The AICD survey also found more than 50 per cent of directors do not trust the federal government.

“This is extremely concerning for business confidence and a strong economic recovery.

“It is especially worrying at a time when gross national debt is teetering on $1 trillion, and households are being hit with cost of living pressures and future interest rate rises.

“It is simple economics. Taxpayer dollars should be invested in projects with clear returns on investment,  not sweetheart deals to protect political careers or to win votes. Business leaders are astute economic managers and can see right through the waste.

“The establishment of a robust federal integrity commission with teeth, like the one I have prosecuted in parliament for the past three years, would restore trust and save us billions.

“If there was less waste and more accountability, we could slash waiting times for GPs, reduce wait times and gap fees for psychologists and build new hospitals and aged care facilities.

Helen Haines was the most vocal advocate for an integrity commission this parliament, tabling her own Australian Federal Integrity Commission Bill in 2020 when it became clear the Prime Minister had broken his election promise to establish one.

“The Coalition government does not want an integrity commission with teeth, because it knows it will prevent them from using billions in taxpayer funds to buy votes at election time.

“If it was not for a strong independent voice in parliament like mine, the Prime Minister may have got away with it. I will never be a doormat for a major party. I will always fight for this.

The Chief Economist at the Australia Institute also released a new report today which claims that the $7.4 billion promised by Deputy Prime Minister Barnaby Joyce for new dam projects in North Queensland without a business case is “the biggest pork barrel in Australian history” and a blatant attempt to buy votes in regional seats held by the Coalition ahead of the election.



“That money could have been invested in our aged care sector instead. That kind of investment would create more than 48,000 jobs in aged care, which desperately needs a strong workforce.

“The latest figures from PriceWaterhouseCoopers (PwC) and Transparency International show worsening perceptions of corruption in Australia reduced GDP by up to $72.3 billion since 2012. That is an enormous amount of damage given the state of the economy.

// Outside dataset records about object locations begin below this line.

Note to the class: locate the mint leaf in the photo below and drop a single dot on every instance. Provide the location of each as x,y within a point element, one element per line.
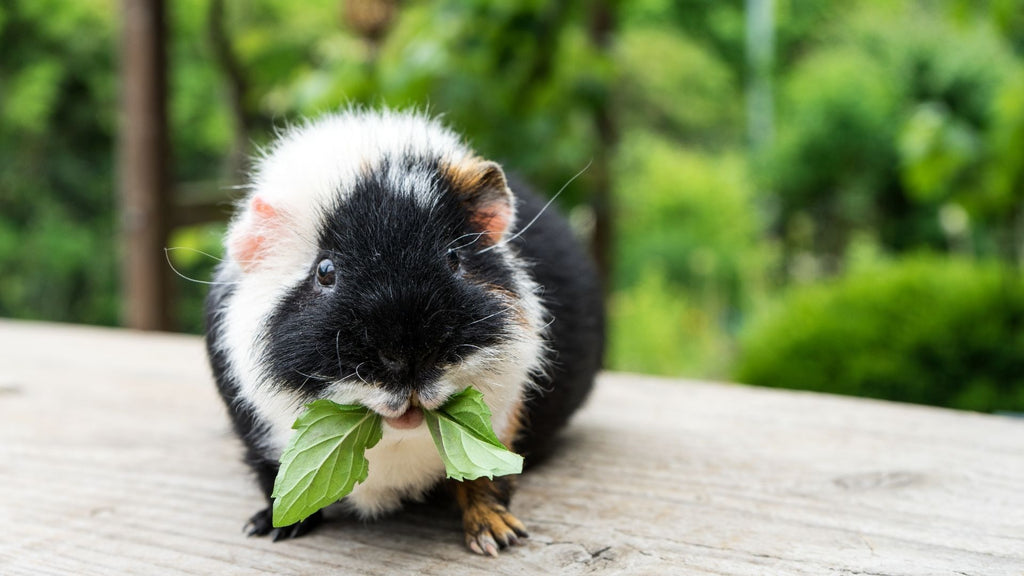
<point>324,459</point>
<point>466,442</point>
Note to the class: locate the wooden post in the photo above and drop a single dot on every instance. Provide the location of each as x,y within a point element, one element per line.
<point>143,167</point>
<point>601,28</point>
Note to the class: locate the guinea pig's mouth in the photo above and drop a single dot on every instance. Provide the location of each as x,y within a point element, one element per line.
<point>411,418</point>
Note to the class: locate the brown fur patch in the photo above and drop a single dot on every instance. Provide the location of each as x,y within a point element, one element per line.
<point>485,520</point>
<point>481,187</point>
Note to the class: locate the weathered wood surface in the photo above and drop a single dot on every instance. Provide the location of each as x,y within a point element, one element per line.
<point>116,458</point>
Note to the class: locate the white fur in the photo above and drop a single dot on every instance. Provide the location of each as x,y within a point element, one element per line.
<point>301,177</point>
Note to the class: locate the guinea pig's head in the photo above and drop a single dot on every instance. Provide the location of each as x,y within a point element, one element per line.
<point>374,252</point>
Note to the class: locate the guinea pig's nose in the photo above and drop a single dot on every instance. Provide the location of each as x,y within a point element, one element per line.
<point>392,363</point>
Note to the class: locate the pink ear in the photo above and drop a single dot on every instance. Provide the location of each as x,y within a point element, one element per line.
<point>247,240</point>
<point>481,187</point>
<point>493,218</point>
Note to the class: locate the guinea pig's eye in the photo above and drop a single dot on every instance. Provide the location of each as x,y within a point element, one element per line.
<point>454,259</point>
<point>325,273</point>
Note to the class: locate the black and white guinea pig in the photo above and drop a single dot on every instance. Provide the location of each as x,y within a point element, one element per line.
<point>377,260</point>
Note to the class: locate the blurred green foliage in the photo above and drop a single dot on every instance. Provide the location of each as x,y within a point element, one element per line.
<point>946,332</point>
<point>899,129</point>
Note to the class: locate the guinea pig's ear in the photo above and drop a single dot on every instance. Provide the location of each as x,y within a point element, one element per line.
<point>481,187</point>
<point>247,238</point>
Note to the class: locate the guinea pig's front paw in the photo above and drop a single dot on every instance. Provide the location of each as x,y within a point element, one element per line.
<point>489,526</point>
<point>261,524</point>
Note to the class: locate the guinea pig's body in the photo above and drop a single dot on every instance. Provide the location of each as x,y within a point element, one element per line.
<point>378,261</point>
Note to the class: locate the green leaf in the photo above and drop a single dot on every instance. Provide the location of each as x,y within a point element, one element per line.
<point>324,460</point>
<point>466,441</point>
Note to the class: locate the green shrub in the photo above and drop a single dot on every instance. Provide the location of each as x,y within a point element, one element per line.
<point>658,328</point>
<point>924,330</point>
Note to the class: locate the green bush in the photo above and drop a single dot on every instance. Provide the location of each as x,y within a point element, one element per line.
<point>924,330</point>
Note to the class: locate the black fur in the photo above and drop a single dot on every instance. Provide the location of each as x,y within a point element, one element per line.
<point>571,293</point>
<point>397,313</point>
<point>403,307</point>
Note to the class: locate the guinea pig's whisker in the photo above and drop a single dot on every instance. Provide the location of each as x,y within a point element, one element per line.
<point>543,210</point>
<point>476,236</point>
<point>337,347</point>
<point>357,373</point>
<point>167,256</point>
<point>503,311</point>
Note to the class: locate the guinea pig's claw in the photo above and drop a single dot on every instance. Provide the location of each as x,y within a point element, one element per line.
<point>492,528</point>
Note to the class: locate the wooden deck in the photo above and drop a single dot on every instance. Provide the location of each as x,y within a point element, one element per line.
<point>116,458</point>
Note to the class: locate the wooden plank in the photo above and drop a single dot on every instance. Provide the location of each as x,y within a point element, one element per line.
<point>116,458</point>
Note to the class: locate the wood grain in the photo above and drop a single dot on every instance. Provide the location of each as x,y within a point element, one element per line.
<point>116,458</point>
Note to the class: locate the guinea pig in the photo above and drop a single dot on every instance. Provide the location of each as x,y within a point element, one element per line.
<point>377,260</point>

“Fighting for integrity isn’t a niche issue. It is vital not only to the strength of our democracy, but also to the strength of our economy,” Dr Haines said.

In a press statement released by the AICD, the Managing Director and CEO, Angus Armour, said “establishing a federal anti-corruption watchdog is critical to maintain integrity of government.”

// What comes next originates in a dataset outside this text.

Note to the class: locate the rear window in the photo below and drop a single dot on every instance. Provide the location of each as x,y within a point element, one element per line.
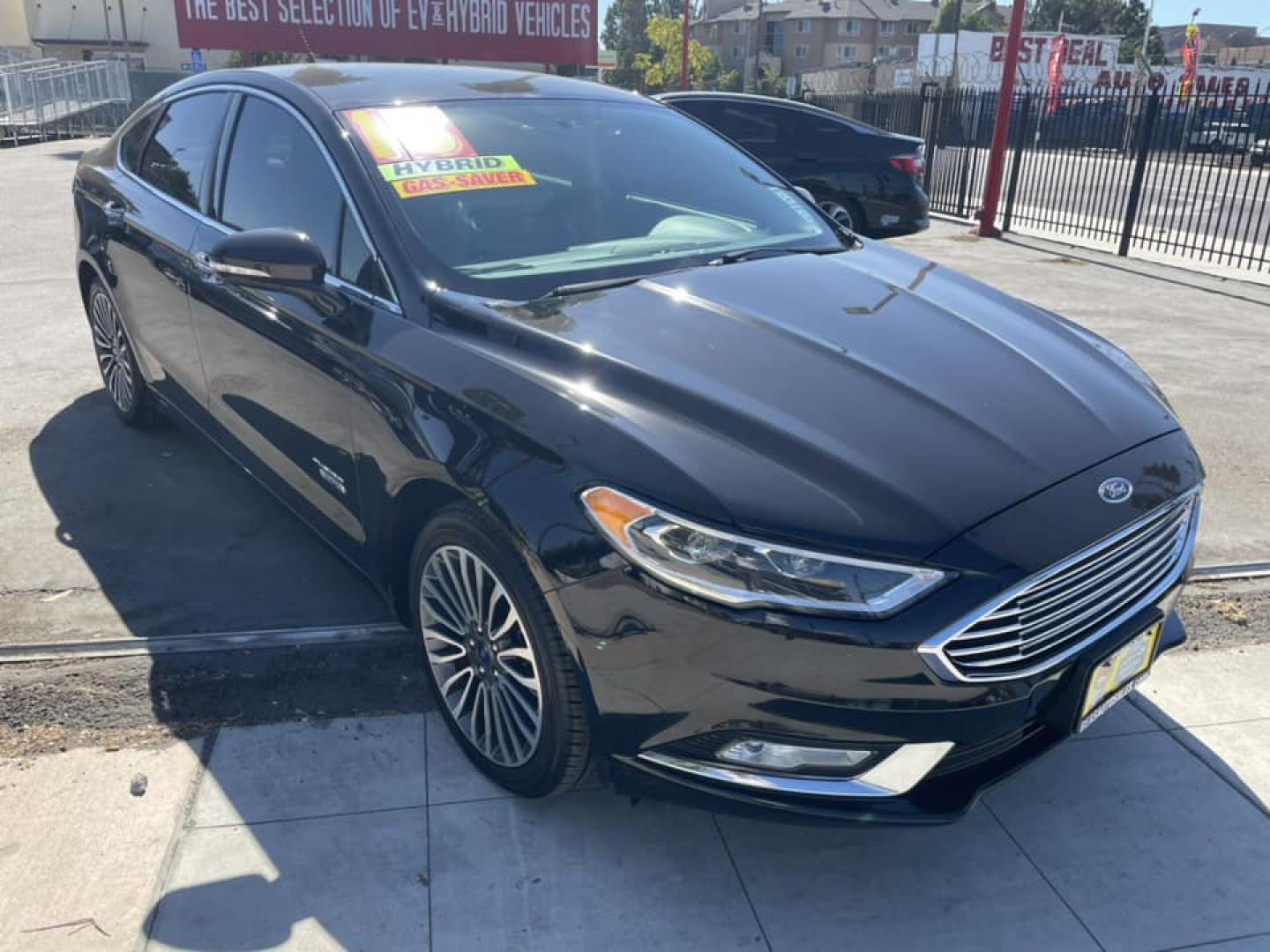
<point>514,197</point>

The AICD Director Sentiment Index Survey has tracked business and economic attitudes across the Australian business sector for the past decade.

It was conducted online throughout February and March 2022 ahead of the federal election, with a representative sample of over 1700 company directors across Australia including respondents from major publicly listed and private Australian companies.

Dr Haines is a graduate of the Australian Institute of Company Directors and held senior company director and board positions across North East Victoria prior to entering parliament.